I believe directing is fundamentally about people; navigating different personalities, backgrounds, and working styles in real time. I am interested in how a director translates between different artistic languages, shaping them into a coherent shared outcome without flattening individual voices. I aim to create processes where artists feel supported, and where clarity enables risk, precision, and the occasional moment of theatre magic.
My directing practice is also strongly visual. With a background in design and visual art, I am interested in work that communicates through image, composition, and rhythm as much as text. I aim to build performance worlds that are visually precise and emotionally resonant, where meaning is carried through spatial relationships, embodied action, and visual structure as well as language.

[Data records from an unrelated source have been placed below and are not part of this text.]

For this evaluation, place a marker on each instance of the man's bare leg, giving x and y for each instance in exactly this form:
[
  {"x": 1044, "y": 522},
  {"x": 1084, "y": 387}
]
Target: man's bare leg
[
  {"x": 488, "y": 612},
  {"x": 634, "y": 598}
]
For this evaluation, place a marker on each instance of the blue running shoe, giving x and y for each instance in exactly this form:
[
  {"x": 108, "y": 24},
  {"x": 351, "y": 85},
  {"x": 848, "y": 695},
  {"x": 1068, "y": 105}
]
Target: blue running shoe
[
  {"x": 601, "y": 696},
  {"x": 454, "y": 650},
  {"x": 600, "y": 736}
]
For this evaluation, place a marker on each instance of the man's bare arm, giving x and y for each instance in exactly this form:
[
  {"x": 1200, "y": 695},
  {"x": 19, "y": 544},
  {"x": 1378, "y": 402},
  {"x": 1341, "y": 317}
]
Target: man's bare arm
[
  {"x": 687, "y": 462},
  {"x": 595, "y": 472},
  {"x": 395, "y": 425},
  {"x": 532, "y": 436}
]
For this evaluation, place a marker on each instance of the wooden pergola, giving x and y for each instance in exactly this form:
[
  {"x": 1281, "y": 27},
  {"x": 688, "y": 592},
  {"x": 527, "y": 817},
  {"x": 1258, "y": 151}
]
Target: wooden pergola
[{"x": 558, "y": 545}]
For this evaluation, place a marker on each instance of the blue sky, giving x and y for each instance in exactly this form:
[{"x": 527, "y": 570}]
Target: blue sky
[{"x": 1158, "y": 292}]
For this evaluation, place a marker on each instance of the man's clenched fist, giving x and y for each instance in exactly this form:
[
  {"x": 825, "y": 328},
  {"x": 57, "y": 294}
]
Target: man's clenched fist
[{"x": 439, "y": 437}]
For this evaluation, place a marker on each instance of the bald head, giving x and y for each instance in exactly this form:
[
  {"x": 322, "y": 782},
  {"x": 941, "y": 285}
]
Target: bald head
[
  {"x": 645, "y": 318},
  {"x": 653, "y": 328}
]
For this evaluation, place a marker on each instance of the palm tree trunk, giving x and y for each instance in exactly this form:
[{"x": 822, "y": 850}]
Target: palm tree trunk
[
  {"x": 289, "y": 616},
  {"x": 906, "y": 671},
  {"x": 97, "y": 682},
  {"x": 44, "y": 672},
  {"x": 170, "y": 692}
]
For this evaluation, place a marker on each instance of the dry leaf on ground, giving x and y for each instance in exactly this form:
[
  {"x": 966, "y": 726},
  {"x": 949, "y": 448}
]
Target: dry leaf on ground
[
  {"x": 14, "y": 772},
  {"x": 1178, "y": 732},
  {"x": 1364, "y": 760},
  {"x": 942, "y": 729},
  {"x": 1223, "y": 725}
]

Katie is a Marker Sniffing Lesbian, 2025. Image by Georgia Haupt.
My creative manifesto
Pleasure in Effort
Find pleasure in effort. Find pleasure in working hard together. In working at your edges and bracing the challenge. In the dedication of loving energy. In the trying and trying again. Find pleasure in the finding the limits, then pushing them.
Find pleasure in effort. Find pleasure in the time it takes to dig deep. In the burning attention to detail. In the joy of a world unfolding in each decision. In the tapestry of conscious choice, folding andf twisting meaning. Find pleasure in layers of complex connected thought.
Find pleasure in effort. Find pleasure in cultivating beautiful moments. In reverent pauses, brilliant colour and soft light. Fight passionately for beauty and excellence. Indulge in poetry and art for meaning AND decoration's sake. Find pleasure in the soft, sweet power of wonder and curiosity.
Underpinning these values is the idea of not doing anything in halves; if you have the intention to do something, do it to the best of your ability. Don’t make choices beacuse they are cheap, easy or well-liked. Fight passionately for theatre to look good, be performed well and make you feel something.
+ Direct boldly across independent, small-to-medium, and mainstage theatre.
+ Continue growing as a leader, creative, and artistic collaborator.
+ Build long-term creative relationships with artists and companies/organisations.
+ Stage existing texts with the same curiosity I bring to my devised/written work.
+ Collaborate with the established designers and technicians that have inspired me in my early career.
Career Goals
I am currently at a point in my practice where I am intentionally expanding beyond independent work into a broader freelance directing practice across independent, small-to-medium, and mainstage contexts. Much of my career to date has been shaped through the creation of my own work with my independent company The Drawer Productions, alongside my role as Artistic Director of Zen Zen Zo Physical Theatre, which carries a strong artistic legacy and aesthetic lineage. Alongside this, my in-school directing and facilitation work has played a significant role in developing my practice as an engaged freelance director, building trusted relationships with educators, and arts organisations, and opening pathways to broader directing opportunities.
While this body of work continues to be central to my practice, I am now focused on further establishing myself as a sought-after independent director across a range of companies and scales, including small-to-medium arts organisations and mainstage institutions. This includes building ongoing relationships with companies, participating to seasonal programming, and developing a sustained directing profile that sits across both new and existing work within professional theatre settings.
Ultimately, my goal is to become a director who can move fluidly between independent and mainstage contexts, bringing a visually rich, people-centred, and process-driven approach to a wide range of theatrical forms.
+Keep making ambitious theatre that is visually rich, layered and artistically excellent.
Artistic Influences
The Making of Pinocchio, Cade & MacAskill
playful and heightened design integrated into the story-telling
intermedial performance
personal queer stories on stage
Volcano, Attic Projects
design-led story-telling
integration of movement, rich narrative-driven text, non-traditional audience encounter to create incredibly moving work
Cyrano de Bergerac, National Theatre
intricate poetic text
large ensemble cast
exposed mechanism of mic/sound equipment.